If there is one sure-fire method of humbling one's self, it is to pay a visit to the Buildings of Parliament at Westminster Palace. Perched on the edge of the Thames, it towers imposingly over nearly everything around it: ships on the river drift by like wood chips, double decker buses seem little more than children's playthings. And this is not to mention the way you feel, stepping out from the tube station to find, immediately ahead of you, Big Ben surging up from the pavement, the hands on its clock face inching ever towards the next moment and the tip of the spire aiming towards the cold, leaden sky. And beyond Big Ben: the sky decorated with myriad other towers and steeples, all jutting out of the vast, sprawling complex of buildings that the British government calls home. There is nothing to do for that first moment other than to halt mid-step - your foot, forgotten, trailing to a stop on its own momentum - and gaze upwards. The thought that it takes to comprehend such a thing is so massive in itself that there is no room left in your mind for anything else.
But how Parliament appears on the outside is but a small thing compared to the interior. The first, great hall - part of the original construction from 1097 and the only remaining building after fire ravaged the place in the early 1500s - is strikingly bare in its stone construction, and - as it remains without heating to do this day - cold enough to see your breath hover in the air before you; nonetheless, it in itself is the size of a cathedral. And the barrenness only serves to highlight the extravagance that is to follow. For every room, every hallway, every door and every statue throughout the rest of the building is a stunning testament to artistic passion and intricacy.

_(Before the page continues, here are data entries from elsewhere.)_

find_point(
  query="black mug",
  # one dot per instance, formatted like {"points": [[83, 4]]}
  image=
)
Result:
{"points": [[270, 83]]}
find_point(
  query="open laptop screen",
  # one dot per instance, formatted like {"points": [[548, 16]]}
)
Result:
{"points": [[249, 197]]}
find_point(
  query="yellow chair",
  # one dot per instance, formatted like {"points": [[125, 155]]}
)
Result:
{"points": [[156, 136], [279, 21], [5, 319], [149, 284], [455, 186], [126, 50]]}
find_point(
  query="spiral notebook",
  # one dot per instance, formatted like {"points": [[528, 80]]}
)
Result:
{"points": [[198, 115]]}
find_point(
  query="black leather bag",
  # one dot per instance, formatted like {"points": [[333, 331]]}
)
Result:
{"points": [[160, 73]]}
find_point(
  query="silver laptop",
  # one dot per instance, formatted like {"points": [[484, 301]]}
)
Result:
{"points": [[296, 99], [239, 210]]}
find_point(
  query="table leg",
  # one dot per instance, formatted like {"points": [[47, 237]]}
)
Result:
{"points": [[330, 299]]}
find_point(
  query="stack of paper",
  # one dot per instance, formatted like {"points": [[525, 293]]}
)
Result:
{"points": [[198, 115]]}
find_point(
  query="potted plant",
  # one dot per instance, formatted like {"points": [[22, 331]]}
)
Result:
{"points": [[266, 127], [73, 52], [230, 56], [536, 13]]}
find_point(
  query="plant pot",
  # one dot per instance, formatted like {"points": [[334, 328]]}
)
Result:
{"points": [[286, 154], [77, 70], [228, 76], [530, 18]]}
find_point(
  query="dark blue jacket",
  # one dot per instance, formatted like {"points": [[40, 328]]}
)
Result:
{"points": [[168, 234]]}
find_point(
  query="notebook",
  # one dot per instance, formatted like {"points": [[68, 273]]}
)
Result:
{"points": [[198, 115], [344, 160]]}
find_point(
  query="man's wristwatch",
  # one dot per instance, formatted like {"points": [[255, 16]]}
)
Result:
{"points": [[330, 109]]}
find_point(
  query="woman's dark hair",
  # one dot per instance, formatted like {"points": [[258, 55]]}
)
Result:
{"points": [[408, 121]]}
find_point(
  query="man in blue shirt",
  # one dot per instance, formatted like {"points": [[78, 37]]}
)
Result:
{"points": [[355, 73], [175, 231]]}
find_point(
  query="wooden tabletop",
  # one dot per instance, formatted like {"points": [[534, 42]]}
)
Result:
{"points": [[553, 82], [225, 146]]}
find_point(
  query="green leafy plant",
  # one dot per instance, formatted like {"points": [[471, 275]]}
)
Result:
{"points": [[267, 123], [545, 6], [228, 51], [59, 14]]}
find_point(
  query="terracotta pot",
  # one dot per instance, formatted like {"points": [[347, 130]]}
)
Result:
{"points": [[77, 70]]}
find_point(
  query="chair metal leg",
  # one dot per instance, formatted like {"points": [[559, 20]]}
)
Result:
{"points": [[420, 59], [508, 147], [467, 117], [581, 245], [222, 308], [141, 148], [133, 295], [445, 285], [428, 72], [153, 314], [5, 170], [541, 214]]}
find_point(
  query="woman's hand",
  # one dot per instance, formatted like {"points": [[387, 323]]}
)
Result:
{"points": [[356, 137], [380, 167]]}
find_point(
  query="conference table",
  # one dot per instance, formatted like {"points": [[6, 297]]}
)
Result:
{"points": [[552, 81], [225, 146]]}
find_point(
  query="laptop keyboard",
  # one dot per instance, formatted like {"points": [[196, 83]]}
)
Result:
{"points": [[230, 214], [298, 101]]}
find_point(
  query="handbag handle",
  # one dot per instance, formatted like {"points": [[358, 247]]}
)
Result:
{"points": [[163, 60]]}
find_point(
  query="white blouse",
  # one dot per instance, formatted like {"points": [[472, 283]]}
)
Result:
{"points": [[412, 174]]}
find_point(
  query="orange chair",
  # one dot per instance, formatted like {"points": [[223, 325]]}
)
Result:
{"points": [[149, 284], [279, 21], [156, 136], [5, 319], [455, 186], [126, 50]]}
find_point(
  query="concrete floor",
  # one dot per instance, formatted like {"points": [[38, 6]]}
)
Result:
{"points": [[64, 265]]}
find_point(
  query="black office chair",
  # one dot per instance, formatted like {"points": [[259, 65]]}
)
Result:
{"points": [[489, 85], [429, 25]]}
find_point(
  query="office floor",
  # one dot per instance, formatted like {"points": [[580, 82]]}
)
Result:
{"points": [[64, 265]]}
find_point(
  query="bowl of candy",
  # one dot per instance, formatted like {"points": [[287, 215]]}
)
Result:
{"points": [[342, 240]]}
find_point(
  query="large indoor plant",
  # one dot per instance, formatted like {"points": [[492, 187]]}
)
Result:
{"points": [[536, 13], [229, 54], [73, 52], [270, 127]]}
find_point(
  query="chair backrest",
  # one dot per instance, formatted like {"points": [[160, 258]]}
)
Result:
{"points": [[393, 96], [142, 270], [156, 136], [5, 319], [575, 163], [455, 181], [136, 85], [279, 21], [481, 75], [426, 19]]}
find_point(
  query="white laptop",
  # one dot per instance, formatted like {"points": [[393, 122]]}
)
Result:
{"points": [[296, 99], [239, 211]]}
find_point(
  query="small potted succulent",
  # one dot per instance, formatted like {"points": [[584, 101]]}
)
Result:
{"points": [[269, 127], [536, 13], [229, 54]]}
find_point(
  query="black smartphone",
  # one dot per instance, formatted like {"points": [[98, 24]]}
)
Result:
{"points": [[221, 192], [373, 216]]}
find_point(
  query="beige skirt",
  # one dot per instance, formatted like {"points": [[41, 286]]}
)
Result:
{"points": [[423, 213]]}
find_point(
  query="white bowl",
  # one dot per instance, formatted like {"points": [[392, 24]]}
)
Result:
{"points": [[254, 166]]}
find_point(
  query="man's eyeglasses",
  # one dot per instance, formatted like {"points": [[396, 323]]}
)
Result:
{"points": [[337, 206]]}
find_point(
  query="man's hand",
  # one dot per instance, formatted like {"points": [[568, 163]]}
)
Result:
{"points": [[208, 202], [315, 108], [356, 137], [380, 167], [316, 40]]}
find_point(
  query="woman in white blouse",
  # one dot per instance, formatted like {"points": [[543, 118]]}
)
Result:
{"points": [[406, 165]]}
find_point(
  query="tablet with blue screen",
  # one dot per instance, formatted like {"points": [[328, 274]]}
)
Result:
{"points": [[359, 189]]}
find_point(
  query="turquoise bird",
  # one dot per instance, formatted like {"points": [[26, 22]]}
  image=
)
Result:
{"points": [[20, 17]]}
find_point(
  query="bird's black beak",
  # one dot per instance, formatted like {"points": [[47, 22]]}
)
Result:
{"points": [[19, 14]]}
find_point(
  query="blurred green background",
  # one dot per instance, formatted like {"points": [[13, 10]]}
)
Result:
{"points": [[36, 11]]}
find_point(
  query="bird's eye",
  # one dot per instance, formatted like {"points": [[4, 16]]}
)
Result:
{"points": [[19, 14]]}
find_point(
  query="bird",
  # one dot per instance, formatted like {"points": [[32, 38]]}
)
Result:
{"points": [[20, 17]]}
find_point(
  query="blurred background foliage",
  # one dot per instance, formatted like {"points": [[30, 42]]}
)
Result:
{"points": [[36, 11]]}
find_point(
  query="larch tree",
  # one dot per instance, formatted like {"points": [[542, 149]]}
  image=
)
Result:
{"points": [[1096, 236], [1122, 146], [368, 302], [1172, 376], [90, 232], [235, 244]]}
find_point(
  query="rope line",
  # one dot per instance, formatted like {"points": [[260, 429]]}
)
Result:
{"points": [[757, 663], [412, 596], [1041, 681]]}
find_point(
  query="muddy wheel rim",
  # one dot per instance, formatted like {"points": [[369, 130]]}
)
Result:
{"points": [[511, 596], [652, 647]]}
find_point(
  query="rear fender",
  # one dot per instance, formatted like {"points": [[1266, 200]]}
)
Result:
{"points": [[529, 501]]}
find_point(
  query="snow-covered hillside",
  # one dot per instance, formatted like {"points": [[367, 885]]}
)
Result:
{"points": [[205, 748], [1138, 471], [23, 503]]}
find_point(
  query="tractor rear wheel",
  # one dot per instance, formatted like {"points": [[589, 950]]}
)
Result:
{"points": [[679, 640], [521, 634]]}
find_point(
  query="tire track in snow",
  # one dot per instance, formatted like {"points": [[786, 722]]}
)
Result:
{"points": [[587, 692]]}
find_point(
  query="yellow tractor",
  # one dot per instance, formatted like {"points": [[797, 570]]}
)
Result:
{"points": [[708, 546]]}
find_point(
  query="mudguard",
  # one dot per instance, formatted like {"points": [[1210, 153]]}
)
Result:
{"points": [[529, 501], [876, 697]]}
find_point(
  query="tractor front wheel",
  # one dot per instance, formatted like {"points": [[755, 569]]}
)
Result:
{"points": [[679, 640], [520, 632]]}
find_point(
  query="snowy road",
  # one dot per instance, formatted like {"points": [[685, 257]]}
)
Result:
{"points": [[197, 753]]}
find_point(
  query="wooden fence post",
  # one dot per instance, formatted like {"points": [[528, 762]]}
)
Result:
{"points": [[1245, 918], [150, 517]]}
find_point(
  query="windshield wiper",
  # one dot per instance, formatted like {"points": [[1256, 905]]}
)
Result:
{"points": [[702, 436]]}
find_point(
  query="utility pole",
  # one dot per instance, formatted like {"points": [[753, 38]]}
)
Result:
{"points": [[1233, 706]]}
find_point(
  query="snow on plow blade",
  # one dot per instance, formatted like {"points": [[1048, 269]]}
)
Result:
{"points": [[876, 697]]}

Parliament is divided into two sections: the House of Lords and the House of Commons (though, without a guide, it's all but unnavigable - Historian Ernest Law may have called the lawn maze at Henry VIII's Hampton Court "the most famous Maze in the history of the world," but Parliament is a twisting, winding mess of hallways and chambers which puts all other labyrinths to shame) and seems to be an exercise in ever-increasing excess. First comes the Queen's Robing Room, whose walls are lined with paintings and friezes of the story of King Arthur and the noble traditions of his court; the throne sits at the end of a long stretch of blue carpet and underneath a ceiling of gold. From there, you move down through a series of galleries, decorated with stirring portraits of great moments in British military history, and into the House of Lords. And what a display is that! Not a space is left uncovered: gold creeps up the walls like unchecked ivy, chandeliers descend elegantly from the ceiling, and giant windows open up the room to the outside world. And at the head of it all rests the throne - a monument of solid gold towards which the eye, like a magpie, cannot help but drift.
The credit for this incredible presentation goes to the Gothic designer Augustus W. N. Pugin, who spent thirty years designing literally everything in the palace - from the ceilings to the throne to the legs of the chairs - and who still found time to engage in other projects. It is true that the sheer amount present is overpowering at times, and, if one is in a sour mood, the excess - not to mention lack of subtlety - can be almost laughable. But it is still almost impossible not to be impressed by the attention to detail, the precision, and the technical skill so obviously apparent. One could spend an hour in every single room, pouring over every inch, every little incision, and still not even come close to discovering everything it has to offer. And after it is all over and you step back outside, with gold-tinted eyes, to the black of the asphalt and the grey of the sky, the world seems just a little drabber than before, and you feel like a groundhog who has crawled out from his hole only to find the earth still frozen in the grasp of winter.